João Mário nasceu em Lisboa, em 1932, passando desde logo a residir em Alenquer, onde tem atelier. Desde muito cedo começou a sentir a vocação pelas artes plásticas e por volta de 1950 resolve dedicar-se exclusivamente à pintura a óleo, tendo passado a frequentar os cursos de pintura e desenho da Sociedade Nacional de Belas Artes, sob a orientação dos mestres Albertino Guimarães e Domingos Rebelo. Terminado este curso, passou a receber lições de pintura, ao “ar livre”, do notável mestre Álvaro Duarte d’Almeida. Em 1954 expôs, pela primeira vez, em Lisboa, num salão colectivo, tendo todos os seus quadros sido adquiridos por um importante coleccionador inglês.
Estimulado por isso, passa a expor anualmente no mesmo salão de belas Artes e em 1958 é premiado pelo júri, prémio que lhe é entregue pelo Presidente da República. Em 1979 é distinguido na Exposição da Escola Ferreira Borges, de Lisboa, com o 1º prémio de pintura da Secretaria de Estado da Cultura. Em 1960 obtém o 1º prémio em pintura a óleo no salão de Motivos Ribatejanos e em 1966 é distinguido com a Medalha de Honra, em ouro. Em 1981 é laureado com o prémio de honra Prof. Reinaldo dos Santos e em 1985 recebe o prémio de Ouro de Rosa Mendes.
Em 1992 inaugura o seu Museu em Alenquer, apresentando cerca de 500 obras dos mais consagrados artistas nacionais e estrangeiros. Em 1993 é-lhe conferida pela Câmara de Alenquer a Medalha de Mérito (grau ouro). Por proposta da Junta de Freguesia de Santo Estêvão, em 1996 o seu nome é atribuído a uma rua de Casais Novos.
Em 2001 a Sociedade Nacional de Belas Artes atribui-lhe a Medalha de Prata e a Associação Centro Histórico de Florença (Itália) confere-lhe o Óscar Della Cultura e em 2005 volta  a ser distinguido com a Medalha de Mérito Cultural da Academia de Letras de Paranaguã, Rio de Janeiro, Brasil.
Em 2009 realiza um protocolo com a Câmara de Alenquer passando a administração do Museu para a responsabilidade da autarquia.

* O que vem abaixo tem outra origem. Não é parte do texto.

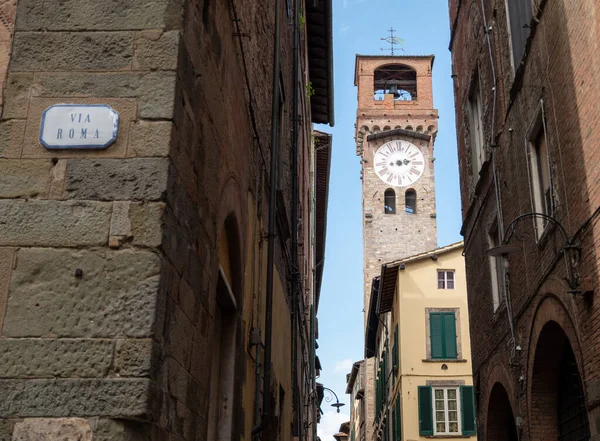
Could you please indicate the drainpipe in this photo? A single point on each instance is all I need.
(274, 177)
(295, 270)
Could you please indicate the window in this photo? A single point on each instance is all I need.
(496, 266)
(446, 411)
(519, 18)
(389, 201)
(442, 333)
(397, 80)
(540, 170)
(476, 131)
(445, 279)
(410, 198)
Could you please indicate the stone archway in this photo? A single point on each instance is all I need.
(500, 424)
(557, 403)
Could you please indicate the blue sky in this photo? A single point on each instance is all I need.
(358, 27)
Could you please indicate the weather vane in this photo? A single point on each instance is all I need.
(393, 41)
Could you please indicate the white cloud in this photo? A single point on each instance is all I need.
(344, 29)
(343, 366)
(330, 424)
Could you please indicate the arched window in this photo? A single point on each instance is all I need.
(398, 80)
(410, 198)
(389, 203)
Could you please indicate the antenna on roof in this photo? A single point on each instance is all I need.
(393, 41)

Assumindo-se como “pintor figurativo de tendência impressionista”, até Dezembro de 2009 realizou 58 exposições individuais, 166 colectivas, e é detentor de 34 prémios. As suas obras integram dezenas de colecções particulares nacionais e estrangeiras.
 
Artigo publicado no "Nova Verdade", edição de 01ABR2010

1 comentário:

  1. Peça muito interessante. É pena divulgar-se tão pouco desta época do regime no nosso concelho.